Before becoming a professional dancer, I remember my biggest challenge was to appreciate and love myself


I was constantly trying to fit in and I wanted to be like everyone else … But growing up, I now have a completely different mindset


I learn how to embrace my individuality, and my learning years of dancing helped me build a strong self-confidence!  


Looking back, I’m very proud of my evolution in terms of self-esteem.

@Melika Dez

Can you share one of your favorite memories from the stage?

It’s actually really hard to pinpoint just one favorite moment on stage … To be honest, every time I get to be on stage and perform, it feels extremely special and unique! But if I had to choose one, I would say my first time back on stage post-pandemic was a really special moment for me. It felt kind of familiar and new at the same time. The passion and emotion on stage were even more tangible than usually.


I was never more appreciative of being able to do what I love the most, especially after the difficult time we’ve been through as professional dancers. I think that this is a stage memory that I will remember for a long time. 

Do you have any rituals you do before taking the stage?

As you probably know, I’m currently part of the Alonzo King LINES Ballet and we do have a group ritual before taking the stage. A few minutes before the show starts, we are in the habits of circling up: we just stand there holding each other’s arms unifying collectively! It’s always a beautiful and motivating moment of sharing, which allows us to benefit from the strength and energy of each other as a tight-knit group.  

Of all the roles you've danced, which ballet required you to do the most work?

I guess that all ballets require a lot of work really, but the kind of work may differ from one to the other. For example, sometimes I have to try a lot of technical challenging parts… And others I have to get myself to a certain mental stage to perform my best... Both is always required but I would say that some ballets require more of a physical preparation while others ask for a specific mindset.

@RJ Muna

When dancing a pas de deux, what is the determining factor in creating a relationship of trust with your partner?

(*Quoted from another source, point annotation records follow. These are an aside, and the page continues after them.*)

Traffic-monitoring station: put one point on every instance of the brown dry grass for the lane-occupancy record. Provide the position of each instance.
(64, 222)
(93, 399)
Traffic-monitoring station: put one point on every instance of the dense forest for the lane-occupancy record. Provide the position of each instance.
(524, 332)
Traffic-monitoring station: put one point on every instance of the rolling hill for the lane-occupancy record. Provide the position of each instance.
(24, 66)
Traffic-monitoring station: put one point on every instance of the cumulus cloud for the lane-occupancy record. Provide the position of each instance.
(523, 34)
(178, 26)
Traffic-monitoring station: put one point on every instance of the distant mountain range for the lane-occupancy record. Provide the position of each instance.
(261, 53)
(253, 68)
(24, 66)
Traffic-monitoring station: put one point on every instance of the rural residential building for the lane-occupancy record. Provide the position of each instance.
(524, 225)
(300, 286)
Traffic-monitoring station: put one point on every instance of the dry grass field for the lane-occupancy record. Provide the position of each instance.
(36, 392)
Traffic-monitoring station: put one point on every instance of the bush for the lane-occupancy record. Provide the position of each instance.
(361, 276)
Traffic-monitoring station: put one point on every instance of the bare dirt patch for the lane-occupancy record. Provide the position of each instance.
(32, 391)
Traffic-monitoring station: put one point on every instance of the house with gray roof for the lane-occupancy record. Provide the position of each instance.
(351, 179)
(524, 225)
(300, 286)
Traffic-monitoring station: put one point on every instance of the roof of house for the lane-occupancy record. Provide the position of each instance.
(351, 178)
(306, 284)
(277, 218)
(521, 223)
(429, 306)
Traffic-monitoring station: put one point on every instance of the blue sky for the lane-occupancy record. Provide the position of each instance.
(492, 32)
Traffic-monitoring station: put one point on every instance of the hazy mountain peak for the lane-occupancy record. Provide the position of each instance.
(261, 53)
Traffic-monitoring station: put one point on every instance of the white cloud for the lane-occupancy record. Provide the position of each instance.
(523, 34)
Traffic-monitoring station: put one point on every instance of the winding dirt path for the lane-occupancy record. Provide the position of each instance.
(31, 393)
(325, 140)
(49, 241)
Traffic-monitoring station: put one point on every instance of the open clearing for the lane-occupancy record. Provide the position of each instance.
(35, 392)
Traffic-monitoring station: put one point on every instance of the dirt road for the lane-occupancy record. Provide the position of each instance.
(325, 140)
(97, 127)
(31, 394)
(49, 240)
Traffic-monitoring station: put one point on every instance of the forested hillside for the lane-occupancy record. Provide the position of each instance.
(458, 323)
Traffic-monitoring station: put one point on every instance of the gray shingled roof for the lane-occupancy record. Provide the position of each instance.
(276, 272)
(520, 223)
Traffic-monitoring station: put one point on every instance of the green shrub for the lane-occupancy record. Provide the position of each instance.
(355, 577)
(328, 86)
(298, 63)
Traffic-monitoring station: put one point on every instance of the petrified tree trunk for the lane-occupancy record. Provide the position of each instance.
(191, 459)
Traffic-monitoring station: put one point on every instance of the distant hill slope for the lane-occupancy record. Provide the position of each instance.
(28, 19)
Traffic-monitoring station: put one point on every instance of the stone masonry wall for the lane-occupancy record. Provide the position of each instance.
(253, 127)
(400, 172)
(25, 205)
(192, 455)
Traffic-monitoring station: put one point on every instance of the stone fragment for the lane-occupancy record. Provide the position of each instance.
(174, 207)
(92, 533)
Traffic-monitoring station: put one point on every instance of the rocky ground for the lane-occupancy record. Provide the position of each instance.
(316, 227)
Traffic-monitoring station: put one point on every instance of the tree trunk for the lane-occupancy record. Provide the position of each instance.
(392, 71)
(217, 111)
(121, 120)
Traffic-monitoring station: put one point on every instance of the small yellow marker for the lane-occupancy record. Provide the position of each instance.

For me there is not one but three determining factors for building a trust relationship with a partner: practice, familiarity and last but not least communication. It’s very important to train a lot with your duo in order to be familiar with him or her and create a strong connection, physically and emotionally. It can be scary to literally put yourself in your partner’s hands but communication is key. All those elements will help you to grow trust, but it can take some time.